This is a core Lana Del Rey title for vinyl collectors. Born to Die introduces the world, but Ultraviolence gives that world weight, distortion and danger. It works especially well for listeners who want her voice set against guitars and spacious production rather than polished pop drama. On a shelf, it is the dark central chapter between the debut mythology and the later writerly albums.
Slow-burning cinematic rock-pop with bluesy guitar haze, heavy reverb, narcotic tempos, smoky vocals and a mood that mixes glamour with emotional threat.

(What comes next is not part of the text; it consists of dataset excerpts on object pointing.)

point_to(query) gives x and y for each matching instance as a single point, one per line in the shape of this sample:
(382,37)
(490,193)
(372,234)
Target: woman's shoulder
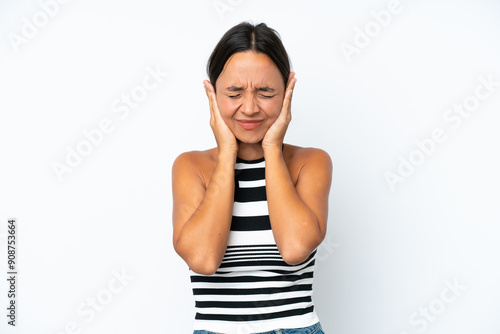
(302,155)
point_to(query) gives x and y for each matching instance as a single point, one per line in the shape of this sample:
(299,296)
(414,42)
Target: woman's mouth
(249,125)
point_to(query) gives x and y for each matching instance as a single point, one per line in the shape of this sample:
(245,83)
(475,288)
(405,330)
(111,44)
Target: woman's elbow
(295,255)
(200,264)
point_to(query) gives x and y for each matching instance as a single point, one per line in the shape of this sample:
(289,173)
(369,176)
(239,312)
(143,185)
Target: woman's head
(249,70)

Recommended for: Lana Del Rey collectors looking for a core catalogue title; Listeners who like guitar-heavy, atmospheric 2010s pop; Fans of dark romantic songwriting with a psychedelic edge.

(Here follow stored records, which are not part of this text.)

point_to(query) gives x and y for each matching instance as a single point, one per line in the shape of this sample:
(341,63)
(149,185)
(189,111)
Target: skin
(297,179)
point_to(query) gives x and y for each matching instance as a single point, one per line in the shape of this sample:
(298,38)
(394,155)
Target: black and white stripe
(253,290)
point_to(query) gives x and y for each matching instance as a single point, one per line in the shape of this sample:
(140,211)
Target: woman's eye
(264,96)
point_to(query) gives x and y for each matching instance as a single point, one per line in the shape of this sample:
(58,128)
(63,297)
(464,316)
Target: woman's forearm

Why is Ultraviolence considered a key Lana Del Rey album? It gave her music a heavier, guitar-led identity and helped prove that her album worlds could be darker and more durable than early assumptions suggested. Which tracks are essential? West Coast, Shades of Cool, Brooklyn Baby, Cruel World and the title track give the clearest picture of the album's range. Is Ultraviolence more rock-oriented than her debut? Yes. It keeps her cinematic style but gives it slower tempos, guitar haze and a more live-band sense of weight.